Bruxelles, 22/03/2013 (Agence Europe) - Les low cost jouent carte blanche à propos de la transparence de leurs pratiques et de leur degré de sécurité. Surtout, ils contestent la suspension temporaire de l'ETS pour les intercontinentaux opérés par des compagnies non européennes. Interview de John Hanlon, secrétaire général de l'Association européenne des compagnies à bas coûts (ELFAA, dix membres dont Ryanair ou EasyJet). (Propos recueillis par MD)
(AE) Quel regard portez-vous sur les derniers développements du système d'échange de quotas d'émission de l'UE (ETS) appliqué à l'aviation?
John Hanlon (JH): Nous sommes très mécontents de la dérogation proposée à propos de l'ETS. Nous pensons que c'est illégal. Si elle est adoptée, nous allons entamer une procédure en justice devant un tribunal national. Nous n'avons pas encore identifié dans quel pays nous allons entamer les poursuites, cela pourrait être au Royaume-Uni. Nous pourrions aussi approcher la Cour de justice de l'UE. Nous soutenions l'ETS comme nous pensions qu'il s'agissait du meilleur mécanisme basé sur le marché pour soutenir nos efforts pour réduire notre impact sur l'environnement, tout en nous permettant de croître, mais de façon durable. Nous soutenons cela seulement si c'est efficace d'un point de vue environnemental. Mais 80%, voire plus, des émissions de l'aviation européenne proviennent des vols longs courriers. C'est essentiel qu'ils soient inclus. La Commission entend exclure les vols longue distance qui sont les premiers coupables.
(AE) Le Parlement manifeste régulièrement son intention de rendre les tarifs des réservations en ligne plus transparents et de réguler l'embarquement de bagages en cabine. Comment réagissez-vous ?

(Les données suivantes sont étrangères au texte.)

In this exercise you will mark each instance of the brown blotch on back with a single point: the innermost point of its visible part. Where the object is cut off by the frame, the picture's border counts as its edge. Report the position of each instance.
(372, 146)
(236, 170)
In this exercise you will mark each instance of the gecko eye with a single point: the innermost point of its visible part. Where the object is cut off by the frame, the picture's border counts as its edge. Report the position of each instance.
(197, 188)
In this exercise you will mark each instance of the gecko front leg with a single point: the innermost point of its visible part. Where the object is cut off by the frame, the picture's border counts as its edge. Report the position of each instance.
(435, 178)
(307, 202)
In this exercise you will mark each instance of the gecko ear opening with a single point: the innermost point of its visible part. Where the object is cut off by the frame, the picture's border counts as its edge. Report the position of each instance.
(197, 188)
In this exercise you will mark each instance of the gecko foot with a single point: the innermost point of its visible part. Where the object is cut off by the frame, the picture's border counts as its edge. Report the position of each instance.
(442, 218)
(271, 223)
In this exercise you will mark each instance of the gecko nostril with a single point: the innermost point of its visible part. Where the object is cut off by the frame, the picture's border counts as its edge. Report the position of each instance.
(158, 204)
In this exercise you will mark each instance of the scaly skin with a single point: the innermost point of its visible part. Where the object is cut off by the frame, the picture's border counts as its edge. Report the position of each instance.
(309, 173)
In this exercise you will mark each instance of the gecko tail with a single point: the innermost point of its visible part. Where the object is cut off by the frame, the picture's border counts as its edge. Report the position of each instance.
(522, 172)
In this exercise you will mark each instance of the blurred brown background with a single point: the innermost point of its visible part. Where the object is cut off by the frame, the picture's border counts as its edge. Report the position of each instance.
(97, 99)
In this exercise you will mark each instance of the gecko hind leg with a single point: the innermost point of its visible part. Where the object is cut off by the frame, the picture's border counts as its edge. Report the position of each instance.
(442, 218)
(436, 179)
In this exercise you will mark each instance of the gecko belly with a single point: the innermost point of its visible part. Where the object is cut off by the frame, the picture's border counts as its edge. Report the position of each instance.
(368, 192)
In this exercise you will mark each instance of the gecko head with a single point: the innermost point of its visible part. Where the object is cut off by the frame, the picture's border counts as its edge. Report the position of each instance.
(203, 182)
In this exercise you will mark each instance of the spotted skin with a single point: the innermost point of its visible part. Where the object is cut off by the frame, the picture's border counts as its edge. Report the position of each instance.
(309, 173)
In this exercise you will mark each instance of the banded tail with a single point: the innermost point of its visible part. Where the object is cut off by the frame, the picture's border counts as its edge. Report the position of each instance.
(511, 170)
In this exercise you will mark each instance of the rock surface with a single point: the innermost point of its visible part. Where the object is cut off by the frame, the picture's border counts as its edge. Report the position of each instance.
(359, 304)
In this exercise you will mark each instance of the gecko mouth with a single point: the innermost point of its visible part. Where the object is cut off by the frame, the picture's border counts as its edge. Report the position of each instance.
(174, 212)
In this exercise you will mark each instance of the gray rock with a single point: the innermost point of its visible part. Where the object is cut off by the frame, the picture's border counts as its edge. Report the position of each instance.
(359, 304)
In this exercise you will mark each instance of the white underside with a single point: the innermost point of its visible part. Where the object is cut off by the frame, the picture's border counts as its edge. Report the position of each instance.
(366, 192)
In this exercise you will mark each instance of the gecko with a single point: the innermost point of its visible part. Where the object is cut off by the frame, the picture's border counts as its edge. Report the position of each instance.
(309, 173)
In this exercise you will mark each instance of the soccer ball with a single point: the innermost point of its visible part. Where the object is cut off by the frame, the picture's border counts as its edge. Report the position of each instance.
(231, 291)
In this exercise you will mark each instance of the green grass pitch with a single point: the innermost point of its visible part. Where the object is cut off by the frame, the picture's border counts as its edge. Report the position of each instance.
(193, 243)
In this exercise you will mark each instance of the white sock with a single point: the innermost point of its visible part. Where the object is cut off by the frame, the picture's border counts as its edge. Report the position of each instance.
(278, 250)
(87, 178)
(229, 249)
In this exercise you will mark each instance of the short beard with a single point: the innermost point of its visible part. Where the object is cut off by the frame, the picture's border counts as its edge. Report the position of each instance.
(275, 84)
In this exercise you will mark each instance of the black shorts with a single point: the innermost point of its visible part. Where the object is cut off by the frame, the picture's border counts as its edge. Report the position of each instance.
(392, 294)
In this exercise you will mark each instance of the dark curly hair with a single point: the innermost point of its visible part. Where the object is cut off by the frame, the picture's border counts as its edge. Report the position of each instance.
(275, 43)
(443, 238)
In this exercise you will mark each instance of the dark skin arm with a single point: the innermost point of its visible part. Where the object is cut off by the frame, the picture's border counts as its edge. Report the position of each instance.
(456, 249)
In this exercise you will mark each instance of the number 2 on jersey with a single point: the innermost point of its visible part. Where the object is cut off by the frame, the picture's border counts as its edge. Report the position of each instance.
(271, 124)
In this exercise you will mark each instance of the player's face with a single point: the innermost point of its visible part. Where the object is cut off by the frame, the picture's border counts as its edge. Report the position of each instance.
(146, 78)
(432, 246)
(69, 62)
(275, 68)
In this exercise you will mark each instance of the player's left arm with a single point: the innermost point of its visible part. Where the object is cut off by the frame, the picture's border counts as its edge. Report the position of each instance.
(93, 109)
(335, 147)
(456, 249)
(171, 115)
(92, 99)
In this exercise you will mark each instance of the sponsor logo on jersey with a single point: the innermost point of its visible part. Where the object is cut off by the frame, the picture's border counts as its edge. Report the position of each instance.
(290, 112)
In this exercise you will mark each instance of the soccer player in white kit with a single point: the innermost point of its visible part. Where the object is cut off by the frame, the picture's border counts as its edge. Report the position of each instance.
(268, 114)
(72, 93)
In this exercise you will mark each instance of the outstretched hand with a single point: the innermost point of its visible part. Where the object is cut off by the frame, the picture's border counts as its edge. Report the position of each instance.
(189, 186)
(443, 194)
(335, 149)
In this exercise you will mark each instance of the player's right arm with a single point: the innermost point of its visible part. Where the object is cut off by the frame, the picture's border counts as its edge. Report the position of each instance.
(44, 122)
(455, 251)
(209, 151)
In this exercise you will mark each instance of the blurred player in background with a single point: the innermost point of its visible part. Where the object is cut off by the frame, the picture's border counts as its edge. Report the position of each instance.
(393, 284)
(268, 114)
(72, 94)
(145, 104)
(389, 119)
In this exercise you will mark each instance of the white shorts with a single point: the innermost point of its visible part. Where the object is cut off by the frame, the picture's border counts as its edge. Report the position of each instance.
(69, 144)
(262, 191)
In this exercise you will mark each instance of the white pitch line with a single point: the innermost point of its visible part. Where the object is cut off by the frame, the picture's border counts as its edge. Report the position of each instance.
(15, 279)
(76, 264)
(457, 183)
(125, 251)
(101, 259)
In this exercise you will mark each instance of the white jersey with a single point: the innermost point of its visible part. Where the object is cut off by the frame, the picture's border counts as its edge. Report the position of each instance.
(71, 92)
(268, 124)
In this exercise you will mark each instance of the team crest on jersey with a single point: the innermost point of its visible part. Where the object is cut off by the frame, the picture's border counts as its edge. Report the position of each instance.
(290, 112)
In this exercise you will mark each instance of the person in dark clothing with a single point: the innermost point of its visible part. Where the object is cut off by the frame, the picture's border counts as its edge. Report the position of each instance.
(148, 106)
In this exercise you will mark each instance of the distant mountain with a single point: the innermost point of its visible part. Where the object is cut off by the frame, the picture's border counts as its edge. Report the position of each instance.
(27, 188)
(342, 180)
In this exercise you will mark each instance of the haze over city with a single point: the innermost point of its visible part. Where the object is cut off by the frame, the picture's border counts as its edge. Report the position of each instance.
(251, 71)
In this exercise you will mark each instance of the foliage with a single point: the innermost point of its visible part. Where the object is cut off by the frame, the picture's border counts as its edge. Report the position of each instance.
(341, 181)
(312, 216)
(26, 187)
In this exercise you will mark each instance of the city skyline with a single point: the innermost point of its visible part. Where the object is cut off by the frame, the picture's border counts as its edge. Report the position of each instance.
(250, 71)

(JH): Sur ce dernier élément, le Parlement a été sous le coup du lobby des magasins hors taxes. Si les eurodéputés essaient de légiférer en la matière, ce serait au détriment du consommateur. Si vous emportez des sacs à la forme irrégulière (comme les achats duty free), c'est impossible de les accommoder avec tous les sacs à forme régulière pour cabine. C'est pourquoi, une de nos compagnies dit offrir à tout le monde d'emporter de plus gros sacs, mais souhaite les avoir de la même dimension pour les ranger de façon pratique. Il y a une résistance de la part des magasins hors taxe, qui veulent maximiser leur profit. Mais en matière de transparence de prix, c'est là qu'il faut regarder: en Europe il n'y a pas de hors taxe ! Quant à la tarification en ligne, nous pensons qu'il doit y avoir un énoncé clair de tous les services extras qui peuvent être achetés, vous devriez être capable de définir s'ils sont pour vous ou non. Je ne comprends pas pourquoi les gens trouvent que cela n'est pas clair. Peut-être parce que certains services sont inclus dans d'autres tarifs pour d'autres destinations, mais cela appartient vraiment au passé.

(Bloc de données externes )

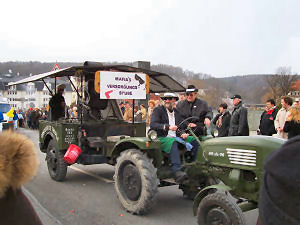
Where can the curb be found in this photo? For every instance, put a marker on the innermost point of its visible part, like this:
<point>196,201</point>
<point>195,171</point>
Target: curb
<point>45,216</point>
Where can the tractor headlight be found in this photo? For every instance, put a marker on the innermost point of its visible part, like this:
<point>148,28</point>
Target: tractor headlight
<point>152,134</point>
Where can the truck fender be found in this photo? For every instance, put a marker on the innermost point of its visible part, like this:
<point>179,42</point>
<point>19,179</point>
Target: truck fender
<point>139,144</point>
<point>205,191</point>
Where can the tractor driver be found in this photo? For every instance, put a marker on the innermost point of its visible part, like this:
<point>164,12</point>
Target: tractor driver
<point>57,103</point>
<point>164,121</point>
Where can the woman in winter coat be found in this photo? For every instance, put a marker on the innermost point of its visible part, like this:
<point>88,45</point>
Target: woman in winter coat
<point>292,124</point>
<point>222,120</point>
<point>18,164</point>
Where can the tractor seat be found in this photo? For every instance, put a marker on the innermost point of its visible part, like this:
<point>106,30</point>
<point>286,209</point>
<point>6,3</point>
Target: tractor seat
<point>95,142</point>
<point>116,138</point>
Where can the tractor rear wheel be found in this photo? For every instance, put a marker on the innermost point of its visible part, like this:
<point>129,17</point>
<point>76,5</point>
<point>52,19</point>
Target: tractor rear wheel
<point>136,181</point>
<point>218,208</point>
<point>57,167</point>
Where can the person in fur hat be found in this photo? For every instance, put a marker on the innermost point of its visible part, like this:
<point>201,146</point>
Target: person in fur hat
<point>18,164</point>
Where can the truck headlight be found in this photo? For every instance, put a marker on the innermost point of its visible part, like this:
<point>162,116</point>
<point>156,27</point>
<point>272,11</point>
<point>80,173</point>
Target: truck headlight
<point>152,135</point>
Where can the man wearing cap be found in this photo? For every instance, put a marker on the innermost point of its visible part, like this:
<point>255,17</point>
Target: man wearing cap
<point>57,103</point>
<point>165,119</point>
<point>282,115</point>
<point>192,106</point>
<point>239,118</point>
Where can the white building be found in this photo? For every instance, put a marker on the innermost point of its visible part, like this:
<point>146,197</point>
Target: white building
<point>33,94</point>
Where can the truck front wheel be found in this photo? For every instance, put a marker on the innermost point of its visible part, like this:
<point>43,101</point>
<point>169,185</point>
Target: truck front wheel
<point>57,167</point>
<point>136,181</point>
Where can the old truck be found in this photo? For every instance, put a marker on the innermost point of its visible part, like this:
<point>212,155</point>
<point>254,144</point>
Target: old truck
<point>224,180</point>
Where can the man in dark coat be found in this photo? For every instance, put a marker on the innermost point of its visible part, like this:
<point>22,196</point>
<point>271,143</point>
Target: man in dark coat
<point>165,120</point>
<point>192,106</point>
<point>57,103</point>
<point>266,125</point>
<point>279,198</point>
<point>239,118</point>
<point>222,120</point>
<point>18,165</point>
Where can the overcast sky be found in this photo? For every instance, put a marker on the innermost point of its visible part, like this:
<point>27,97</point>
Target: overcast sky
<point>218,37</point>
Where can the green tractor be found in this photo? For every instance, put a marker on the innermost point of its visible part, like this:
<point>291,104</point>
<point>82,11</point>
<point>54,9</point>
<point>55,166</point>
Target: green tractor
<point>224,180</point>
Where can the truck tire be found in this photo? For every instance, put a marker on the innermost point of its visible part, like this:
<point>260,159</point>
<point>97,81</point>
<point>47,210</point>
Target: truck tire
<point>218,208</point>
<point>57,167</point>
<point>136,181</point>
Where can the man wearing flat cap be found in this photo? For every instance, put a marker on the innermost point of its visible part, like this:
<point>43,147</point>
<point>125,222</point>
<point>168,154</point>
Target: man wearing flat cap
<point>239,118</point>
<point>192,106</point>
<point>57,103</point>
<point>165,120</point>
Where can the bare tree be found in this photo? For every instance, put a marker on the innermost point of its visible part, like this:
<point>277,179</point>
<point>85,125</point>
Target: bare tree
<point>281,82</point>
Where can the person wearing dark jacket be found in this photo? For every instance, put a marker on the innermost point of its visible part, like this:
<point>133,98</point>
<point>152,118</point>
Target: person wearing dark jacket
<point>192,106</point>
<point>57,103</point>
<point>18,164</point>
<point>239,118</point>
<point>292,124</point>
<point>266,125</point>
<point>279,195</point>
<point>222,120</point>
<point>165,120</point>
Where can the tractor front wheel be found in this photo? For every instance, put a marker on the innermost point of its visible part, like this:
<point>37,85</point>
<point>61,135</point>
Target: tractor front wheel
<point>136,181</point>
<point>218,208</point>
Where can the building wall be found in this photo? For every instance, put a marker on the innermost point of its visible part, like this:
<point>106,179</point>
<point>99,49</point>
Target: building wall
<point>24,99</point>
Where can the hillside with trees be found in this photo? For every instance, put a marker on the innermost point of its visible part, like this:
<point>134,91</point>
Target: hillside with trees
<point>254,89</point>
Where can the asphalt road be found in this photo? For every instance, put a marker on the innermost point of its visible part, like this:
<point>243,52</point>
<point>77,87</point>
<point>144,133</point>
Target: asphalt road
<point>87,197</point>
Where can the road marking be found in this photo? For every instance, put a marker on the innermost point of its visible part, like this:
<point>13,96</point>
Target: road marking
<point>91,174</point>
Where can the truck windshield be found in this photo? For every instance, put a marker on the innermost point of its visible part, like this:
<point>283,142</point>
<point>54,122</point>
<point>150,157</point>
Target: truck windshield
<point>4,107</point>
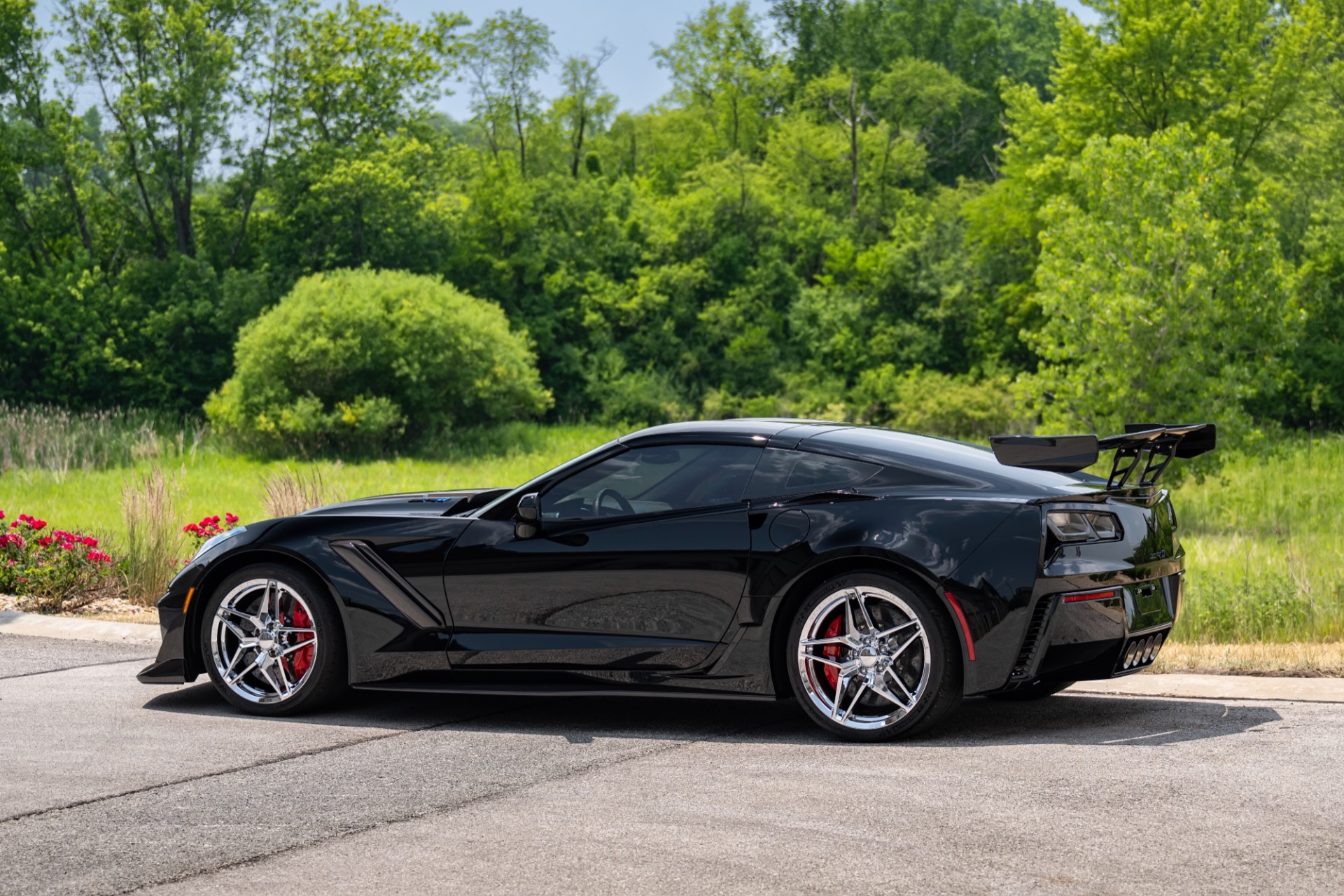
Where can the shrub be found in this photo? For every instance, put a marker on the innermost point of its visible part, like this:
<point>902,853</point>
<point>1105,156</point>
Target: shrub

(AE) Quelles réponses apportez-vous aux doutes soulevés à propos de la sécurité des low cost (atterrissages forcés de Ryanair, témoignage de pilotes incités à embarquer le minimum de fuel) ?
(JH): La sécurité aérienne est une condition sine qua non pour tous les opérateurs. C'est en fait encore plus important pour un transporteur low cost. Si une compagnie à bas coûts a un accident, cela serait d'autant plus fatal que pour un transporteur bien établi quant à l'acceptation de cet accident. Les low cost sont très conscients de leur vulnérabilité à tout incident, ils sont d'autant plus attentifs à la sécurité que quiconque.